Elena's POV
The first thing I noticed was silence. It stretched across my apartment like a fog, heavy, slow, unrelenting. The kind of silence that pressed on your chest and made every thought echo too loud in your own head.
My body felt leaden. My head throbbed. And my phone lay face-down on the nightstand where I'd thrown it hours ago, buzzing with notifications I couldn't bring myself to check.
I didn't move. I just lay there, staring at the ceiling, watching dust particles float lazily through the morning light. My dress from last night was wrapped over the chair, rumpled and abandoned. My heels lay scattered on the rug where I'd kicked them off in a daze.
And his scent, that stranger's cologne, still clung to my sheets, stubborn and intoxicating.
The stranger.
The man I'd thought was Andre. The man whose hands had mapped every inch of my skin. The man whose name I still didn't know.
Heat crept up my neck at the memory. The weight of him. The taste of him. The way I'd pulled him closer even as some distant part of me whispered, 'This is wrong.' The way my body had given itself to him without permission, without logic, without shame.
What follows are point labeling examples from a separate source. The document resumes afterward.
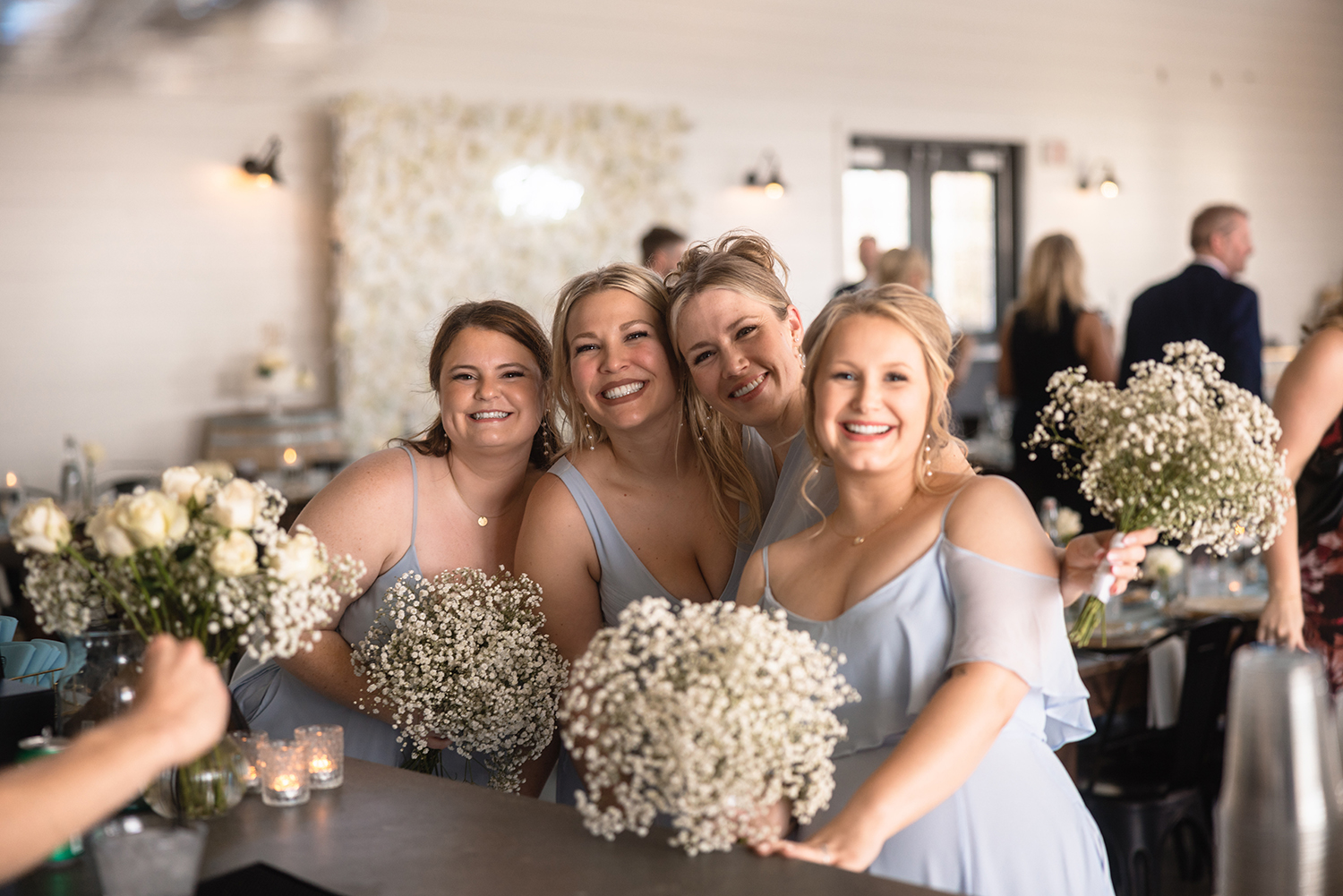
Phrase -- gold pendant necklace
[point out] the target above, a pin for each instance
(860, 539)
(481, 520)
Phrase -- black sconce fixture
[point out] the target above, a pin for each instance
(766, 175)
(265, 171)
(1101, 179)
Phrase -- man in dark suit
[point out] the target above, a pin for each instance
(1203, 303)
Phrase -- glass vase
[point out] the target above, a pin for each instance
(203, 789)
(99, 680)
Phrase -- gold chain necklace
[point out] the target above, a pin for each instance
(481, 520)
(860, 539)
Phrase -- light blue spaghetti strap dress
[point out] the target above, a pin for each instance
(276, 702)
(1017, 826)
(625, 579)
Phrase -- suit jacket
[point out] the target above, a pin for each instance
(1198, 303)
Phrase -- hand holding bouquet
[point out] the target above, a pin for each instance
(464, 657)
(712, 716)
(1179, 449)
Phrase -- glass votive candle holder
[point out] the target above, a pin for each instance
(325, 755)
(284, 772)
(249, 742)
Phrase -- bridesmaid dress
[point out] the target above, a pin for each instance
(276, 702)
(1017, 826)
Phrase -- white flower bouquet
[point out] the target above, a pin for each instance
(464, 657)
(711, 716)
(1179, 449)
(198, 559)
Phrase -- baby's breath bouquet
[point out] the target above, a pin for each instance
(711, 716)
(1179, 449)
(198, 559)
(464, 657)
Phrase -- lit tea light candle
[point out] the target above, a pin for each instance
(325, 754)
(284, 772)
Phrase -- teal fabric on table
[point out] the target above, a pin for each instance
(276, 702)
(1017, 826)
(18, 656)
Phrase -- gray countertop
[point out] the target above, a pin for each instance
(389, 831)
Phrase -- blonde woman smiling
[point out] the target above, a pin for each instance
(940, 589)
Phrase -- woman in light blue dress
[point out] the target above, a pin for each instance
(451, 498)
(942, 592)
(739, 337)
(634, 508)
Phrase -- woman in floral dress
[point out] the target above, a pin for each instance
(1305, 563)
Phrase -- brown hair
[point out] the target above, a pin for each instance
(1053, 277)
(747, 263)
(902, 266)
(499, 317)
(926, 321)
(1214, 219)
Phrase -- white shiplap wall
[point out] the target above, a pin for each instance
(136, 276)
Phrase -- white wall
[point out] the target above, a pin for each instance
(136, 276)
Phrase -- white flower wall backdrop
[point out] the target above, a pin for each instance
(441, 201)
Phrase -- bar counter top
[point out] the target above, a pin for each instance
(389, 831)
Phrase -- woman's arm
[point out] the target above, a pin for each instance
(1308, 397)
(555, 549)
(1095, 343)
(364, 512)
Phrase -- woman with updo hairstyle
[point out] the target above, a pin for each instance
(638, 504)
(1047, 330)
(940, 590)
(739, 337)
(450, 498)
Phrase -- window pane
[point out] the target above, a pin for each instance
(963, 278)
(876, 203)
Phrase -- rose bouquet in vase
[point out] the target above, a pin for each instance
(198, 559)
(714, 715)
(1178, 449)
(462, 657)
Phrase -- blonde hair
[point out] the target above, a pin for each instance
(747, 263)
(927, 322)
(1053, 277)
(905, 266)
(647, 287)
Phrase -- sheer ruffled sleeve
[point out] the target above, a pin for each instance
(1015, 619)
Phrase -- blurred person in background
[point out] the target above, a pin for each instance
(180, 711)
(1048, 329)
(908, 266)
(663, 249)
(1205, 303)
(1305, 563)
(870, 257)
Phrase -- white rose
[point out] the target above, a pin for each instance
(40, 527)
(180, 482)
(109, 538)
(235, 506)
(297, 560)
(234, 555)
(150, 519)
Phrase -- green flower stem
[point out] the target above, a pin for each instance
(107, 586)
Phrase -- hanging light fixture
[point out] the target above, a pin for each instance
(766, 176)
(265, 169)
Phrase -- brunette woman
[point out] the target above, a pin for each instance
(451, 498)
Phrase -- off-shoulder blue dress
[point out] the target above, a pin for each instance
(1017, 826)
(276, 702)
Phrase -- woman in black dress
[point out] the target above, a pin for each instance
(1048, 329)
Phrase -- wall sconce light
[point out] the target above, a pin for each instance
(265, 171)
(766, 175)
(1101, 179)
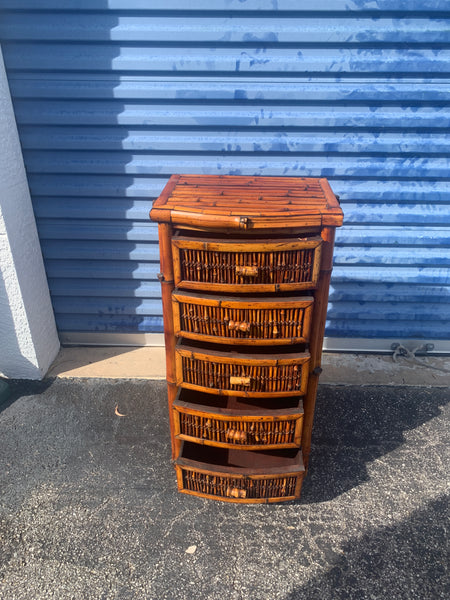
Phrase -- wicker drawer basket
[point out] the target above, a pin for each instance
(231, 421)
(236, 373)
(239, 475)
(251, 266)
(256, 320)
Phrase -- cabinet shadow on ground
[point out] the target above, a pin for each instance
(354, 425)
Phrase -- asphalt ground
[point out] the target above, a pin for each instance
(89, 507)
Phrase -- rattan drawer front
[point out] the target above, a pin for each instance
(254, 266)
(242, 374)
(231, 422)
(248, 321)
(239, 475)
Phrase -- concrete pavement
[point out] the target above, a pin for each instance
(89, 507)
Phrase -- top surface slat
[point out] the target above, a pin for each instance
(187, 196)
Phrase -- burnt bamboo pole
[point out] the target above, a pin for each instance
(316, 340)
(167, 285)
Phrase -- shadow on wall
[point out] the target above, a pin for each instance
(405, 560)
(81, 127)
(354, 426)
(13, 362)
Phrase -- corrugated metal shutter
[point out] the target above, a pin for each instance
(111, 97)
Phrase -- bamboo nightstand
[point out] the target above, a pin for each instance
(245, 272)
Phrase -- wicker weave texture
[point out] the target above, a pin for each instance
(242, 378)
(239, 488)
(262, 324)
(238, 433)
(240, 268)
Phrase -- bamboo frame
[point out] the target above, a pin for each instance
(244, 255)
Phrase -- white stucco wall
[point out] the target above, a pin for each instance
(28, 337)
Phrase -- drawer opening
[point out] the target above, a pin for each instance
(243, 460)
(237, 351)
(201, 401)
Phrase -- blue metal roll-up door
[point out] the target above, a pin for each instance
(112, 97)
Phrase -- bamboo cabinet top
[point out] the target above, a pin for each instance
(247, 203)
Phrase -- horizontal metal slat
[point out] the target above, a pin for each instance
(120, 196)
(110, 323)
(234, 5)
(102, 269)
(100, 250)
(426, 330)
(234, 88)
(120, 138)
(198, 28)
(107, 306)
(134, 164)
(352, 291)
(379, 255)
(111, 288)
(369, 235)
(392, 274)
(123, 58)
(69, 229)
(389, 311)
(112, 112)
(398, 214)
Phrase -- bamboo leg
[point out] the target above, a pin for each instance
(318, 328)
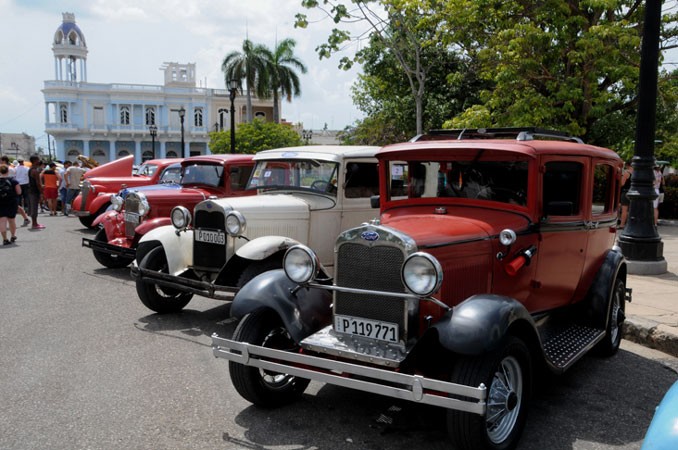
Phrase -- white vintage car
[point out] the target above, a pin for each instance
(305, 195)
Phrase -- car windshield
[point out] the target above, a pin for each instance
(298, 174)
(499, 181)
(147, 169)
(205, 174)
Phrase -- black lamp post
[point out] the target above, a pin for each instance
(182, 113)
(154, 132)
(232, 91)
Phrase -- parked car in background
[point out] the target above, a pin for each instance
(494, 257)
(137, 211)
(305, 195)
(102, 181)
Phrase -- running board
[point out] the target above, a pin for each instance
(564, 347)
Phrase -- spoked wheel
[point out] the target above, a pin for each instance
(263, 387)
(106, 259)
(507, 375)
(615, 321)
(160, 299)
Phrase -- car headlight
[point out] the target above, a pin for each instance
(117, 202)
(180, 217)
(300, 264)
(235, 223)
(422, 274)
(144, 208)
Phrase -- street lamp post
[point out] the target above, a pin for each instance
(154, 132)
(232, 90)
(182, 113)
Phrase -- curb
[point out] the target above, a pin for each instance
(651, 334)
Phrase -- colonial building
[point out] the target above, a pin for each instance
(109, 121)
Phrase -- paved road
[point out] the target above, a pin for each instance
(83, 364)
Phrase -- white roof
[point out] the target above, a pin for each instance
(324, 152)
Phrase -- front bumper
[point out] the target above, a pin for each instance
(414, 388)
(183, 284)
(105, 247)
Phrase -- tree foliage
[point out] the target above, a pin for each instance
(255, 136)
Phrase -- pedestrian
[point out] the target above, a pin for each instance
(63, 189)
(9, 193)
(50, 180)
(73, 176)
(12, 174)
(22, 178)
(35, 192)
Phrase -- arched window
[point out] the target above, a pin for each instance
(124, 115)
(197, 117)
(150, 115)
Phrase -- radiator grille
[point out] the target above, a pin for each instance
(374, 268)
(209, 255)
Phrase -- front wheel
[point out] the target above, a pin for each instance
(507, 374)
(106, 259)
(263, 387)
(159, 299)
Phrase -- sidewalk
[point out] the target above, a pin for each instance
(652, 315)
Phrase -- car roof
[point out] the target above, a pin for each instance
(219, 159)
(323, 152)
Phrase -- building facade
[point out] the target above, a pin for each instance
(108, 121)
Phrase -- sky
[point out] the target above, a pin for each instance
(129, 40)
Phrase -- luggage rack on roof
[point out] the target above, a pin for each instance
(517, 133)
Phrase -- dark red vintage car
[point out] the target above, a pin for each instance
(493, 259)
(102, 181)
(149, 207)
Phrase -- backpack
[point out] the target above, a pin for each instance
(6, 191)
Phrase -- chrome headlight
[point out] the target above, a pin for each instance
(235, 223)
(144, 208)
(117, 202)
(300, 264)
(180, 217)
(422, 274)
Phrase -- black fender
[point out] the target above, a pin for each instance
(480, 323)
(600, 292)
(303, 310)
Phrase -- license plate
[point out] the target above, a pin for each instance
(383, 331)
(132, 218)
(210, 237)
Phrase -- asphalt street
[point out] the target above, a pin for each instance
(84, 365)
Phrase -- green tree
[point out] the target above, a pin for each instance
(254, 137)
(283, 80)
(250, 65)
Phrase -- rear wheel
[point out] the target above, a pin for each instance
(106, 259)
(507, 374)
(263, 387)
(160, 299)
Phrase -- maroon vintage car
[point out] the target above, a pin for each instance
(493, 260)
(146, 208)
(102, 181)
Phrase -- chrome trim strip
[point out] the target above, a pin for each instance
(410, 387)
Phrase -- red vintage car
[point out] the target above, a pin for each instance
(102, 181)
(149, 207)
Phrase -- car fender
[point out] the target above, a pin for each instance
(613, 267)
(303, 311)
(480, 323)
(263, 247)
(178, 247)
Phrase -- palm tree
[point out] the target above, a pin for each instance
(283, 80)
(251, 65)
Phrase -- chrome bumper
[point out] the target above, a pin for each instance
(414, 388)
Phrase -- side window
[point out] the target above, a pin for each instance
(603, 189)
(362, 180)
(562, 188)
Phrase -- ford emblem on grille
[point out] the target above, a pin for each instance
(369, 235)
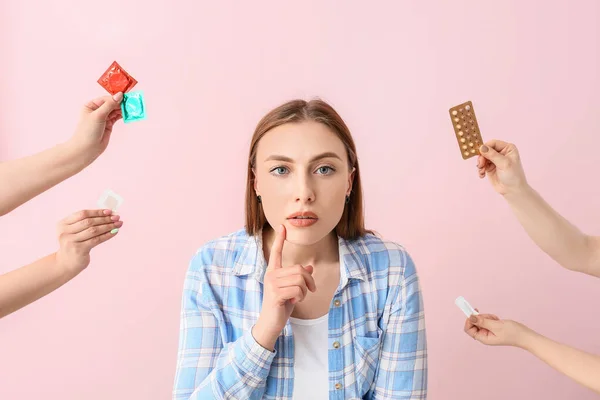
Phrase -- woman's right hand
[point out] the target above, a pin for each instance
(283, 289)
(501, 162)
(493, 331)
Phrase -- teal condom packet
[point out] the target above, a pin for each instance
(133, 107)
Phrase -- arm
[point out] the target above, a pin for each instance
(25, 285)
(207, 368)
(23, 179)
(556, 236)
(402, 371)
(78, 234)
(582, 367)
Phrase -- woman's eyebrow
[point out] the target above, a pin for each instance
(328, 154)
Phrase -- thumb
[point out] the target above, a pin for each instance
(485, 323)
(111, 104)
(277, 248)
(492, 155)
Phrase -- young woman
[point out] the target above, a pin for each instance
(558, 238)
(23, 179)
(335, 312)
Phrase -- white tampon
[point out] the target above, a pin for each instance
(110, 200)
(465, 306)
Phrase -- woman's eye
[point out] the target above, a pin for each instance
(279, 170)
(325, 170)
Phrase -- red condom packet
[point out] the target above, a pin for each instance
(116, 79)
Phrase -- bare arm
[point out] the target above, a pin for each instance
(25, 285)
(78, 234)
(23, 179)
(582, 367)
(554, 234)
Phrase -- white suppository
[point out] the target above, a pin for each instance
(110, 200)
(465, 306)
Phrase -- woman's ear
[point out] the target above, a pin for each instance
(255, 181)
(351, 181)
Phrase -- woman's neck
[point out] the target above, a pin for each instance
(325, 251)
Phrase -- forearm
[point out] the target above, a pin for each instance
(582, 367)
(25, 178)
(556, 236)
(25, 285)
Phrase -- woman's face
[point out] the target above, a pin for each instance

I pressed my palms against my eyes, trying to suffocate the images playing behind my eyelids.
"Get it together, Elena," I muttered.
But getting it together was impossible when I could still feel the ghost of his touch burning against my skin.
My phone buzzed again—a persistent, angry vibration that wouldn't be ignored.
With a shaky breath, I finally reached for it.
The screen lit up like a firework display. Hundreds of notifications. i********:, Twitter, and texts from people I hadn't spoken to in months. My stomach twisted as I opened i********:, dread pooling in my chest.
The first post stopped my breath.
It was us. Me and him. Outside the restaurant, his hand on the small of my back, my face turned up toward his, caught mid-laugh at something he'd said. The golden hour lighting made us look like something out of a romance film—intimate, electric, inevitable.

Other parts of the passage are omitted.